To contact us raise an issue on Github or via email.

See our (and our colleagues') other work here:

Description

There is a need for easy access to the text content of NHS Conditions, particularly given the useful work by CogStack in creating lists of NHS Conditions questions and answers.

The NHS Developer API is very useful, but requires some setup and training to use - overkill if all a data science project needs is the NHS Conditions text. Additionally, the outputs of the API need further processing to get just the textual components of each page.

This package aims to make this whole process easier, requiring the user to simply run:

  • run_nhs_conditions_scraper: to extract the HTML for each page
  • process_nhs_conditions_json: to extract the text for each page into txt files

An example of how these are used can be see in the scrape_nhs_conditions.ipynb notebook

Prerequisites

If applicable, list the items a user needs to be able to use your repository, such as a certain version of a programming language. It can be useful to link to documentation on how to install these items.

  • Python (> 3.0)

Getting Started

Tell the user how to get started (using a numbered list can be helpful). List one action per step with example code if possible.

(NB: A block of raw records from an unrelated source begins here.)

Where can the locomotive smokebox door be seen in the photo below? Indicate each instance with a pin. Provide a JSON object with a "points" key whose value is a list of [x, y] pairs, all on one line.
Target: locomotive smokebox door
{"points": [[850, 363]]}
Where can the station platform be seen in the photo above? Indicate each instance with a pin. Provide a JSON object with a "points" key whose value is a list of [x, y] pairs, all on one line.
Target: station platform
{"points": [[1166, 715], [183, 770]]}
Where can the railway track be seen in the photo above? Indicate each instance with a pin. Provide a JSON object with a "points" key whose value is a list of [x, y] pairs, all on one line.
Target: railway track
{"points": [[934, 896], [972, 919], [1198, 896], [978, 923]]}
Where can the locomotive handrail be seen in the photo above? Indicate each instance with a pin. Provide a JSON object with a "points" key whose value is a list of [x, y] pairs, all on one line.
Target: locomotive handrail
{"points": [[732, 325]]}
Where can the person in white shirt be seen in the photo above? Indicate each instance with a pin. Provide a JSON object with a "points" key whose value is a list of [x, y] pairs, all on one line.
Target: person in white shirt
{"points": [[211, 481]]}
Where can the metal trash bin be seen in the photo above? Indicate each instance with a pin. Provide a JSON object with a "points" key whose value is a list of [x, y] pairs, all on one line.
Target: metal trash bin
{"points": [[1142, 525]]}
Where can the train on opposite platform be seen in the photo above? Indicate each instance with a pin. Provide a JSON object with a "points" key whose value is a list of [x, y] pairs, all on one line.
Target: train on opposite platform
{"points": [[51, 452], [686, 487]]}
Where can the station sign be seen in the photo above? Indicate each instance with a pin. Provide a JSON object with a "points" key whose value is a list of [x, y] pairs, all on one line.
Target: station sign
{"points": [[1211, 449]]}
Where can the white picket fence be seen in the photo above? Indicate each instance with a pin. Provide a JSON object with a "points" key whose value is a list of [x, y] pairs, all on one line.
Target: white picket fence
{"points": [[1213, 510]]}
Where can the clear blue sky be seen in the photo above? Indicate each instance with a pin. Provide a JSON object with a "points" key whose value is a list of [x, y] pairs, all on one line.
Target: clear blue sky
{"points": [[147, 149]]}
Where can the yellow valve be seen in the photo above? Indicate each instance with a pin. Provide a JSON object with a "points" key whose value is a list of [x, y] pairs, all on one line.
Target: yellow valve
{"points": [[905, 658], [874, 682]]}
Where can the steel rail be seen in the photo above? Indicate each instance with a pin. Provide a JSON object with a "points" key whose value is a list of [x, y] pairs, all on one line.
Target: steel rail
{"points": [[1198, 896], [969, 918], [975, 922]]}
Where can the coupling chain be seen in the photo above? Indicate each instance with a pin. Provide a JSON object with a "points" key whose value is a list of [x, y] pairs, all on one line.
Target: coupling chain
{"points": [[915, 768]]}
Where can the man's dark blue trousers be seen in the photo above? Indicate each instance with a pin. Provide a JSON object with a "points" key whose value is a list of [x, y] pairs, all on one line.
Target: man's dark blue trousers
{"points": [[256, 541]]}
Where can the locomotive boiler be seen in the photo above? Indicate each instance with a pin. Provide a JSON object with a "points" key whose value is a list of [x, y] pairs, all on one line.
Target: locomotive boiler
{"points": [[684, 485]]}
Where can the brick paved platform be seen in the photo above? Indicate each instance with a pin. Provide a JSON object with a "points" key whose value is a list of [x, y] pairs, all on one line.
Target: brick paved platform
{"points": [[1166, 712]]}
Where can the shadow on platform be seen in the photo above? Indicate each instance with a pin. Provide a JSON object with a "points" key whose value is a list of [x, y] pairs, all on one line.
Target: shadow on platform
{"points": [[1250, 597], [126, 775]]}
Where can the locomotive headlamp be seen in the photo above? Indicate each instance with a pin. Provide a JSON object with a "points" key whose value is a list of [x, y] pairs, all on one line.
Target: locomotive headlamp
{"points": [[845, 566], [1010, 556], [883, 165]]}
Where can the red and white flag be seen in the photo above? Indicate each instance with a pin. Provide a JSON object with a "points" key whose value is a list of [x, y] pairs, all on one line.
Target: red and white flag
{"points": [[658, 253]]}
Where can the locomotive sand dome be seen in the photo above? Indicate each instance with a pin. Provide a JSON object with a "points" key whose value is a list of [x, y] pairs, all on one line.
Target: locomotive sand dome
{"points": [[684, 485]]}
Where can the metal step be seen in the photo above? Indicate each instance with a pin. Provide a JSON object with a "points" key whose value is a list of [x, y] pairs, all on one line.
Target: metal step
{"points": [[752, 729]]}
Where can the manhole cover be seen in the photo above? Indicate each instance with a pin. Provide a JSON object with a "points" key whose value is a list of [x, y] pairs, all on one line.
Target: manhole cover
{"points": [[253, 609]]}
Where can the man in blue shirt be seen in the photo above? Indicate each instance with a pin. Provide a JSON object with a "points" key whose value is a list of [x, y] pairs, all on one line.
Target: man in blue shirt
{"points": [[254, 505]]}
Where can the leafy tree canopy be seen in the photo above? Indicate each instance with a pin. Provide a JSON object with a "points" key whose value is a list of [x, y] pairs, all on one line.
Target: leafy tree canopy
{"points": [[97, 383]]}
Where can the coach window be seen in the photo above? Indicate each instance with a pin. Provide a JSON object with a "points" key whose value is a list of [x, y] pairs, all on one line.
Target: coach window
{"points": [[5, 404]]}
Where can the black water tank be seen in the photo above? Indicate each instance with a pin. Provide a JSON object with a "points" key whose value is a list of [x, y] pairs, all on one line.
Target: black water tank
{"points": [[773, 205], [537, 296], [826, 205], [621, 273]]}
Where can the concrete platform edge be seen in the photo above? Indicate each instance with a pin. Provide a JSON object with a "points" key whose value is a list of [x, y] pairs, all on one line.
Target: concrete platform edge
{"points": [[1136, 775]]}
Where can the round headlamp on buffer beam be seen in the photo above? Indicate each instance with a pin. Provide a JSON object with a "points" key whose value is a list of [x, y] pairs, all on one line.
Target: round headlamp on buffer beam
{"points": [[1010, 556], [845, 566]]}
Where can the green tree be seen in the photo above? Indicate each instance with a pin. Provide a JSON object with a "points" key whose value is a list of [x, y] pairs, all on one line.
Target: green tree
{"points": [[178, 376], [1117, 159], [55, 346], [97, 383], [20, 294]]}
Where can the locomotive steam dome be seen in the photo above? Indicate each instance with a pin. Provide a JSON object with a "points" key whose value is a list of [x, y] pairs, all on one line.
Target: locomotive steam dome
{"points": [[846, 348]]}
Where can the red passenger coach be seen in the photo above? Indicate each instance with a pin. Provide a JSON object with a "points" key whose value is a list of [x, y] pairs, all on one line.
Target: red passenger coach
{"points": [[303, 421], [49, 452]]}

  1. Clone the repository. To learn about what this means, and how to use Git, see the Git guide.
git clone <insert URL>
  1. Set up your environment using pip. For more information on how to use virtual environments and why they are important see the virtual environments guide.

Using pip

python -m venv .venv
.\.venv\Scripts\Activate.ps1
python -m pip install -r requirements.txt

For Visual Studio Code it is necessary that you change your default interpreter to the virtual environment you just created .venv. To do this use the shortcut Ctrl-Shift-P, search for Python: Select interpreter and select .venv from the list.

Project structure

Provide the user with an outline of your repository structure. This template is primarily designed for publications teams at NHS England. Projects with different requirements (e.g. more complex documentation and modelling) should look to DrivenData's cookiecutter project structure, as well as our Community of Practice for guidance.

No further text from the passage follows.